На Иве в этот момент словно словно упала кузнечная наковальня, которая раздавила ее вместе со всеми мечтами, такое она испытала острое разочарование в самой себе. И на что надеялась, когда ехала сюда со своими глупыми картинками?
– Ну-ну, только не нужно грустить! – ободряюще сказал ей Гиссарион. – Ах, вот, я уже чувствую себя страшным человеком. А хочешь, я куплю твои работы?
– Нет, спасибо, – пробормотала Иве, которой хотелось бросить свои картины на пол и растоптать их ногами.
– Ну что ты, я заплачу по пять золотых за каждую. Ведь ты моя поклонница! Будут напоминать мне о народной любви, так сказать.
В Мюлле за свое художничество Иве выручила деньги лишь единожды, когда расписала розами и завитушками ворота портному. Пятнадцать золотых – было более чем щедрое предложение.

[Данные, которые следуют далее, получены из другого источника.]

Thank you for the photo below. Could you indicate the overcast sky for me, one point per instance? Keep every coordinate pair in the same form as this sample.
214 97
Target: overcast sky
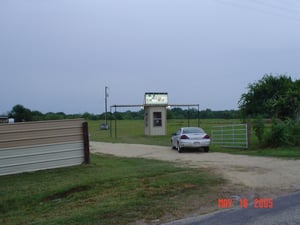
58 55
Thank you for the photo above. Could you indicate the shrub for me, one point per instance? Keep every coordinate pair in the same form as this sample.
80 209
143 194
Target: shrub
283 133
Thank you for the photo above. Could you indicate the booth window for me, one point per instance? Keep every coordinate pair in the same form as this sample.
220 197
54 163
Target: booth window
157 122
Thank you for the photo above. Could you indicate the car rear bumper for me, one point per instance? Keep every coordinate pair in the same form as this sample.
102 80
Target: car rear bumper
194 143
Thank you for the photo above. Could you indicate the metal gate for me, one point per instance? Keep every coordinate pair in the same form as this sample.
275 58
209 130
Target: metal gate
231 136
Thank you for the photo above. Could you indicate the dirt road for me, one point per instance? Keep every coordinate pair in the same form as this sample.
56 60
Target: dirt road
276 175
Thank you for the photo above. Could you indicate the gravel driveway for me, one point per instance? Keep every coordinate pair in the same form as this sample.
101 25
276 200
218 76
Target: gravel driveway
277 175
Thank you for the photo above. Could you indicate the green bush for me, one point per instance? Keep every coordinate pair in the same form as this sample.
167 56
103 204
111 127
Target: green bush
283 133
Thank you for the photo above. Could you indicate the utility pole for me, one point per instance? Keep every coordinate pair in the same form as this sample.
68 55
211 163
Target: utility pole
106 96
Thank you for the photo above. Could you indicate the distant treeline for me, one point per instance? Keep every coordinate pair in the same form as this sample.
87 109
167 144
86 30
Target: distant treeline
20 114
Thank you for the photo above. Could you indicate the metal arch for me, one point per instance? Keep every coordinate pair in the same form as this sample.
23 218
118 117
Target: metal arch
169 105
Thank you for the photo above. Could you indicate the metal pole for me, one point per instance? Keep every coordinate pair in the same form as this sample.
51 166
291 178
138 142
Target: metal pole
115 121
110 122
106 95
198 115
188 116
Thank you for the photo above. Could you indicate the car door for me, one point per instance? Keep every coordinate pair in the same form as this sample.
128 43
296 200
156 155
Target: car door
177 136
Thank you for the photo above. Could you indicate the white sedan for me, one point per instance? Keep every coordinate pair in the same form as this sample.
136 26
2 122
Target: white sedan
190 137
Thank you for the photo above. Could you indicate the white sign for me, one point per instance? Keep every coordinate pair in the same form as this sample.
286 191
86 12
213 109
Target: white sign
156 98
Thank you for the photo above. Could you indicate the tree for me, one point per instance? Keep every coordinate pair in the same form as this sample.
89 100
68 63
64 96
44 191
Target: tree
271 97
20 113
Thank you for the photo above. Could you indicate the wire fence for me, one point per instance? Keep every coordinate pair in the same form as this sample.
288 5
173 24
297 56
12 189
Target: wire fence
231 136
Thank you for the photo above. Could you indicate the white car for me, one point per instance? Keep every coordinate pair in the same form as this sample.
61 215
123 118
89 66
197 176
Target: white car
190 137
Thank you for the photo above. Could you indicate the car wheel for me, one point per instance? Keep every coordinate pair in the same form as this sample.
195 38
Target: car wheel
179 149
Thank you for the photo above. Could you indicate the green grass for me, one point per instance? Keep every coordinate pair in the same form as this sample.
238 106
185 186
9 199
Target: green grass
132 131
110 190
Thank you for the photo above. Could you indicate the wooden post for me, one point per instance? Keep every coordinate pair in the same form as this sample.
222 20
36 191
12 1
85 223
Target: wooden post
86 142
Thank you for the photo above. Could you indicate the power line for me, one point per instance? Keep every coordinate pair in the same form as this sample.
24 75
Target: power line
255 5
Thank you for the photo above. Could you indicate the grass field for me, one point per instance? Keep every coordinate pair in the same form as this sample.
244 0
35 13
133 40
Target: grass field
110 190
132 131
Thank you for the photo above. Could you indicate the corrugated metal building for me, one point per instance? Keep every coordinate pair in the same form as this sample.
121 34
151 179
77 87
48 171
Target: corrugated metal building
32 146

– Ведь небогато живете, да? – продолжал жалеть ее художник, видя что девушка замешкалась. – Тридцать золотых за все.
Он выложил три аккуратных желтых столбика на стол.
Иве переборола свою гордость, сгребла деньги со стола в свой кармашек и выбежала из артефактории, оставив три холста Гиссариону.
И так ей было стыдно за то, что она такая жалкая, и что ей подали милостыню, а хуже того, что она милостыню эту приняла, что не видя ничего перед собой, она добежала по разлившимся после ливня лужам до булочной, забрызгав весь подол платья почти до самых коленей.
Она не видела, как художник дождался, когда артефактория опустеет, закрыл дверь изнутри и снова сел за стол. Там он еще раз внимательно осмотрел картины Иве, задерживая взгляд подолгу на каждой. Затем воскликнул сам себе:
– Потрясающе, за зайца не меньше двух сотен выставлю!
Взял черный уголек и размашисто написал в нижнем правом углу каждой: “ВГиссарион”.
Под козырьком булочной возился местный “Дигги”, приспосабливая новое объявление. Он оглянулся на девушку:
– Эк тебя искусство-то потрепало! Впечатлительная! Булку будешь, даром?
Иве отрицательно помотала головой.
– Гляди, чего, – он показал на табличку. – Молодой король жениться удумал! Пишут, что любая девица может принять участие в отборе! Даже такая унылая, как ты!